People who deal with horses have this expression ‘the horse whisperer’ – which is a about that here is a person who really understands horses, how they think and feel. Almost as if he or she could talk with the horse.
Here in Australia we have, in a similar way, a plant whisperer. Someone who understands the Australian landscape and its plants in a deeper sense. Peter Andrews is a landscape-restoration legend in Australia – he has been on the ABC’s Australian Story a couple of times, his videos are viewed by thousands of people on youtube, he has written two books, and it is all about rebulding a plant-managed landscape – in a way that Peter calls Natural Sequence Farming. He also travels around the country to give talks and presentations, and this is what brings him to Geelong today.
So, welcome to a Regenerative Hour where we are eager to learn what Peter Andrews is on about at this time, where we stand on the doorstep to what the United Nations have announced is going to be called the Decade of Eco-Restoration.
Landscape restoration instituteThe group of people Peter Andrews refers to that he is working together with is the TALS Institute. TALS is short for The Australian Landscape Science Institute, and on their website, you can read about what they call “The Australian Landscape Science Approach”. The website is found on www.tals.org.au
The TALS Institute proposes the establishment of a national governing body for landscape restoration that allows a regional program of landscape practitioners to be initiated “to inform farmers to take practical steps to restore our landscape and prevent droughts and bushfires as it once did.”
TALS Institute wants to underpin the program by scientific evidence and the introduction of a standards and accreditation system supported by both private and public organisations as well as the federal government – “to ensure landscape restoration can occur with minimal risk to others within a water catchment, using the best practises in design and execution.”
“The results will be astounding and create economic certainty and prosperity for agricultural Australia as well as ensuring food security for our nation,” writes TALS Institute.
After the podcast interview with Peter Andrews, we play an older interview which TALS Institute posted on Youtube, where he is standing at a pond and a willow tree at Mulloon Creek in New South Wales. This was produced by Paul Cockram from Artplan Videographics eight years ago – in 2011.

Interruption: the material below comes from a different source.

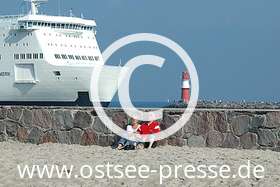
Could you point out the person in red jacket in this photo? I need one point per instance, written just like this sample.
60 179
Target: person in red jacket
151 128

The podcast hour is rounded off with two short excerpts from ABC Australian Story’s half-hour documentary, which you can also find on Youtube: ‘How Peter Andrews rejuvenates drought-struck land’:
Published on Youtube on 29 October 2018“Is “natural sequence farming” the secret to restoring our water-starved continent? For more than a decade, two farmers have shown that parched landscapes can be revived. And finally, Canberra’s listening. Australian Story explores the potential solution to Australia’s drought crisis.” – www.abc.net.au/news/2018
“…the path we are following is taking us downhill, possibly to destruction. Calamity does await us if we keep doing to the landscape what we have been doing. The good news is we can fix the problem. In fact, fixing it is relatively easy.